The three-year-long stringent “zero-COVID” policy that disrupted businesses and dampened consumer confidence, coupled with macroeconomic headwinds, spelled an end to China’s years of double-digit growth. Troubles mounted when the abrupt relaxation of COVID-19 restrictions in early December resulted in a surge in cases, further adding pressure to the waning economy. Last year, China’s GDP grew 3%, its lowest in decades other than 2020.

Alibaba’s annual shopping bonanza in November offered some clues to China’s weakening spending power. The event, which is often compared to Black Friday and seen as a bellwether for the country’s consumer appetite, did not disclose its final sales number in 2022 for the first time since its inception in 2009.

There was one winner in this gloomy time. Apple finished the year with an all-time high market share of 18% thanks to “its aggressive promotions” and “resilient” demand in the high-end segment in China, according to Canalys. Its ascent also coincides with Huawei’s fall from grace in the premium handset market since U.S. sanctions cut off its access to high-end chipsets.

Apple’s relationship with China remains a delicate one. The country is not only one of its biggest markets but has been the manufacturing backbone that created the world’s most valuable company today.

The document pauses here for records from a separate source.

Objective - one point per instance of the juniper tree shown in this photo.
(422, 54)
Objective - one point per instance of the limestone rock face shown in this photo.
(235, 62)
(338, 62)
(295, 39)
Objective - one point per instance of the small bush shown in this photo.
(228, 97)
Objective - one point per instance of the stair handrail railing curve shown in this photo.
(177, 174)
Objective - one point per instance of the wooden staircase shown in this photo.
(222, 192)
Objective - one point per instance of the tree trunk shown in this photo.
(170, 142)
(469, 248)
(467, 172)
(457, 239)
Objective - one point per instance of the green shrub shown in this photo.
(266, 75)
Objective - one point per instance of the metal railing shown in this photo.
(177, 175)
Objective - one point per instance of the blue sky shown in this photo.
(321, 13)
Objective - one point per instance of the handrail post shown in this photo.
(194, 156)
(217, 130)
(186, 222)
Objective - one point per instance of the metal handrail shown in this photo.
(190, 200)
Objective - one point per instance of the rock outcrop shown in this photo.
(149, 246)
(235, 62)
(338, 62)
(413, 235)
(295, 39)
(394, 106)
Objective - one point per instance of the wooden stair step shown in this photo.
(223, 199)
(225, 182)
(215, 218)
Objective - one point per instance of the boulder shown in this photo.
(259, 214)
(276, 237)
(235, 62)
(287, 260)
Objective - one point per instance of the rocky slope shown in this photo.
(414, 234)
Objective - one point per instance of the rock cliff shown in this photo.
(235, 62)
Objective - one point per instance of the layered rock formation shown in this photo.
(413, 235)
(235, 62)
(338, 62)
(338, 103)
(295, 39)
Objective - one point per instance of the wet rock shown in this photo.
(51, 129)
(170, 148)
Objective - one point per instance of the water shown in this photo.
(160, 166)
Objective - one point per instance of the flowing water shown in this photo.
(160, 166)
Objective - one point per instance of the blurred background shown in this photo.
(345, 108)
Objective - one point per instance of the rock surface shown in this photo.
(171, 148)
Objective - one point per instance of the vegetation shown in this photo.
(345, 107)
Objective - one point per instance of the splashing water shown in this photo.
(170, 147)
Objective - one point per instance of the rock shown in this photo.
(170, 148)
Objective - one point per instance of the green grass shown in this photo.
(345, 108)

In the past few years, however, COVID-related disruptions, such as a rare worker protest at a major Foxconn plant that delayed production, prompted the hardware juggernaut to rethink its supply chain strategy. The Wall Street Journal reported in early December that Apple was looking to relocate some of its supply chains out of China to other parts of Asia, including Vietnam and India.

India, in particular, is expected to play a bigger role in Apple’s supply chains as the firm plans to expand its manufacturing capacity in the country to produce 25% of all iPhones by 2025, according to JP Morgan analysts.

In Q4, the top smartphone brands in China by shipment were Apple, Vivo, Oppo, Honor (which was spun off from Huawei following U.S. sanctions on the parent firm), and Xiaomi.